In 2013, the role of pop in shaping and reinforcing the existing inequalities and conventions of Western society have never been more apparent and, by extension, fascinating. Slava’s 'Raw Solutions' delves deep into the perversions of US iconography by sampling, cutting and exposing the depraved implications represented by mainstream hip hop and Britney Spears (Slave 4 U, specifically). Progressive cultural discourse in art explores the vacuous reality of the “theory of the Hot Babe” and its function as unattainable desire and conditional commodity; Spears, Rihanna and Miley Cyrus as emblems of this tragically 'sexy but not sexual' value-exchange of destructive objectification.
Then there’s Tesfaye, his comparisons to King of Pop Michael Jackson, signing to Universal Republic and an album cameo from Canadian cast member of socially conscious teen series Degrassi: The Next Generation-cum-R&B role model, Drake, are all indications of just how fucked up things are.
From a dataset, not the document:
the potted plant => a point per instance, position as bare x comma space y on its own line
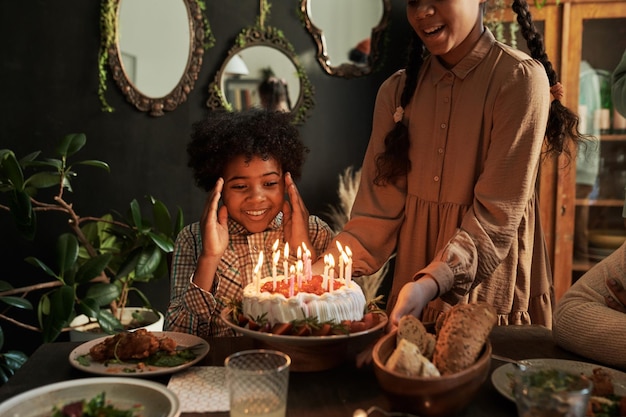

The latter idol’s presence over the looping string plucks and orgiastic hand clap simulations of Live For admonishes Tesfaye’s drug addled-depravities as Drake confesses, over a queerly stunning composition, “she just offered a strip tease but she don’t look like Demi Moore/ hips all on 45, waist all on 24” before alluding to the secret life of the entertainment industry: “things I shouldn’t share/ I mean for the sake of my career”. By aligning the two artists – the desperate vocal pitch of Tesfaye’s insatiable desire to “fuck”, Drake’s comparatively numb vocal delivery and squeaky-clean image – ‘Kiss Land’ confuses the distinction between abuse of women’s sexuality and its worship. A standard Madonna/whore complex, perhaps, but far from obsolete, as Tesfaye iterates in Wanderlust by dropping “precious little diamond” among the gangbangs and blowjobs of the rest of the track listing.
You only have to look as far as Robin Thicke’s Blurred Lines to recognise a society numb to the hypersexualised, hyperviolent reality of now. Because beyond empty, nihilistic sex one has to wonder what the difference is between Danny Brown rapping about fucking “a bitch mouth until her face cave in”, not mentioning Odd Future’s ‘horror rap’, and lesbian Syd the Kid’s distressingly misogynistic video for Cocaine. An endless supply of “pussy” is complemented by the pitch-shifting weirdness and trendy vocal chorale samples of a world populated by a colony of Drake-defined ‘Net boys’ fed by the instant gratification of digital consumerism. After all, things can only remain transgressive as long as they stay abject, but now that Tesfaye has himself become the commodity by signing to a major, ‘Kiss Land’ will no doubt be integrated into the pop lexicon of a cultural condition that is frighteningly, though mesmerisingly, terminal.
Universal Republic will release 'Kiss Land' on the 10th September 2013.